For a same-sex couple in the Philippines wanting to protect each other and their assets, a practical set of steps might look like this:

  1. Inventory everything.

    • List all assets (real property, vehicles, businesses, bank accounts, investments, insurance).
    • Identify whose name each is under and who really contributed.
  2. Decide which assets should be shared, and which should remain separate.

  3. Prepare and notarize:

    • A co-ownership/cohabitation agreement.
    • SPAs for financial and legal matters.
    • A medical authorization / directive if desired.
  4. Fix titles and registrations:

    • Correct titles (e.g., add the other partner as co-owner when appropriate).
    • Annotate co-ownership/leases/usufructs on property titles.
    • Clarify bank account structures and document contributions.
  5. Draft wills for both partners.

    • Clearly provide for each other using the free portion.
    • Coordinate wills so they make sense together (e.g., consistent treatment of shared property).
    • Consider usufruct or habitation for the surviving partner on the home.
  6. Optimize insurance and beneficiary designations.

    • Use life insurance and relevant benefit plans to provide cash directly to the partner.
    • Set appropriate beneficiary structures (primary/contingent).
  7. Review business and corporate structures.

    • Use corporations or partnerships where useful.
    • Adopt shareholder or partnership agreements with buy-out or continuation provisions.
  8. Update regularly.

    • Revisit the plan upon major life events (buying property, business changes, death of relatives, changes in laws).

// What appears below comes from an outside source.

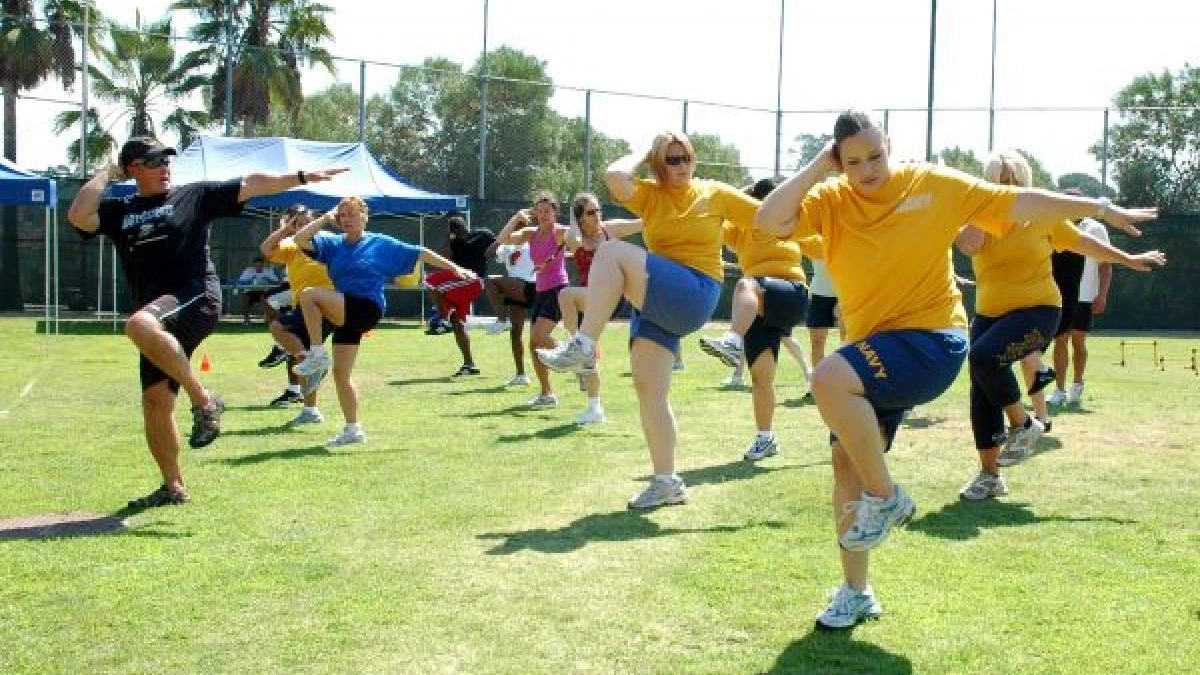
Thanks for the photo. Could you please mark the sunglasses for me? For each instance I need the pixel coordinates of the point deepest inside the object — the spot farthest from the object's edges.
(155, 162)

XV. Limits of the Current Legal System and Future Changes

The current framework is a patchwork: it uses general private law tools (contracts, co-ownership, succession, corporations) to achieve protections that other couples get automatically through marriage or civil union laws.

Because:

  • Laws and tax rates change,
  • New Supreme Court decisions can reshape doctrines,
  • Local ordinances continue to evolve,

it is wise to:

  • Treat any plan as living, not static.

  • Periodically consult a Philippine lawyer with:

    • Expertise in family law,
    • Property and corporate law,
    • Tax implications.

Final Thought

In the Philippines, same-sex couples cannot yet rely on “status” (marriage) for protection. Instead, they must rely on documents. The key difference between a partner who ends up secure, and one who ends up with nothing, often comes down to:

  • What was written, notarized, and registered, and
  • Whether those arrangements respected the mandatory rules on heirs, taxes, and creditors.

Careful, early planning can’t fix the law’s inequality— but it can significantly soften its harshest consequences.

Disclaimer: This content is not legal advice and may involve AI assistance. Information may be inaccurate.